Inter-cell Signaling Communication Network Discovery

Introduction

You can find the signaling communication network Discovery analysis in the “Communication and Drug” section. Signaling communication network Discovery analysis allows you to uncover the down-stream signaling of ligand-receptor of interest. Signaling communication network discovery use the ligand-receptor interaction database. For more information about setting ligand-receptor interaction database, see Set up.

downstreamNetwork

  1. First, select the two cell types you wish to analyze, along with the respective test and control groups.

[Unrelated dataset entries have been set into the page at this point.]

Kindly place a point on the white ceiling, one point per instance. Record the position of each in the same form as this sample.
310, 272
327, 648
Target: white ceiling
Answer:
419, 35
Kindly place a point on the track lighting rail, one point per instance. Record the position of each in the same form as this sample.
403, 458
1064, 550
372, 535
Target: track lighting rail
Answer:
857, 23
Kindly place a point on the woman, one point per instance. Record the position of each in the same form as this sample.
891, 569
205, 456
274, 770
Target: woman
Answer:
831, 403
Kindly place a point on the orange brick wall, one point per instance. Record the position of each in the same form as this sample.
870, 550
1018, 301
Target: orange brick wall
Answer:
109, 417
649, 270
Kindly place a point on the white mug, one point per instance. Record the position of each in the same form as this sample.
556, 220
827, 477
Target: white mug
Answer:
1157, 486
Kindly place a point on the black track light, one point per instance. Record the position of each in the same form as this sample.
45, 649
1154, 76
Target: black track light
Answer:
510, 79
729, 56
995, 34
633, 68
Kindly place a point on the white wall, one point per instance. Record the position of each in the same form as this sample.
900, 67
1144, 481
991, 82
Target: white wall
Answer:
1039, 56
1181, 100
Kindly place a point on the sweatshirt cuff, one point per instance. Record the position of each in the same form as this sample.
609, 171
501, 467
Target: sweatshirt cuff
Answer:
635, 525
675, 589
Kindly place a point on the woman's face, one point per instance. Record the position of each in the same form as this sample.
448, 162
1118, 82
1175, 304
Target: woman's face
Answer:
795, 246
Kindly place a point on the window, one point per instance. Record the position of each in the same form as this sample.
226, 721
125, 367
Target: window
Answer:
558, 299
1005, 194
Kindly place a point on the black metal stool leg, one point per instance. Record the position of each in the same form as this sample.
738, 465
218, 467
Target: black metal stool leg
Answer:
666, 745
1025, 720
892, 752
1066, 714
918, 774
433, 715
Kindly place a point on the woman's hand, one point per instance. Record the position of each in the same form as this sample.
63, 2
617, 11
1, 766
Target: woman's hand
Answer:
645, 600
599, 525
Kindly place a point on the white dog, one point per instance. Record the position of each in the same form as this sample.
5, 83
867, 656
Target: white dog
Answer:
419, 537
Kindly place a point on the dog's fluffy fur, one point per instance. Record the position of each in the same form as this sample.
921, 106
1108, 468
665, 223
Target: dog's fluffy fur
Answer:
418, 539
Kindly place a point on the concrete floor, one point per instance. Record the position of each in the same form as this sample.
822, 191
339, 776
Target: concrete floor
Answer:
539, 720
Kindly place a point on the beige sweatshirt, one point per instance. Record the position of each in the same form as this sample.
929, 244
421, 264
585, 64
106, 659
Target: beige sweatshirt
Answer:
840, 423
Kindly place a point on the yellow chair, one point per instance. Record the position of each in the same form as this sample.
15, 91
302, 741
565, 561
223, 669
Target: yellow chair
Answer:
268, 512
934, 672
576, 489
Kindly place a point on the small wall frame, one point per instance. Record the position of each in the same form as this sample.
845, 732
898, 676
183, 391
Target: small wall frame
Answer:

  2. Next, choose the up-regulated log fold change threshold, p-value threshold,signaling resources and number of drugs. Notes that the sc2MeNetDrug will use different methods for different signaling resources, for more information, see Methodology part.(We would recommend you use KEGG since the computation time of SGTRING is much longer). The number of drugs is related to the drug discovering part. You can find more information in Drug discovering.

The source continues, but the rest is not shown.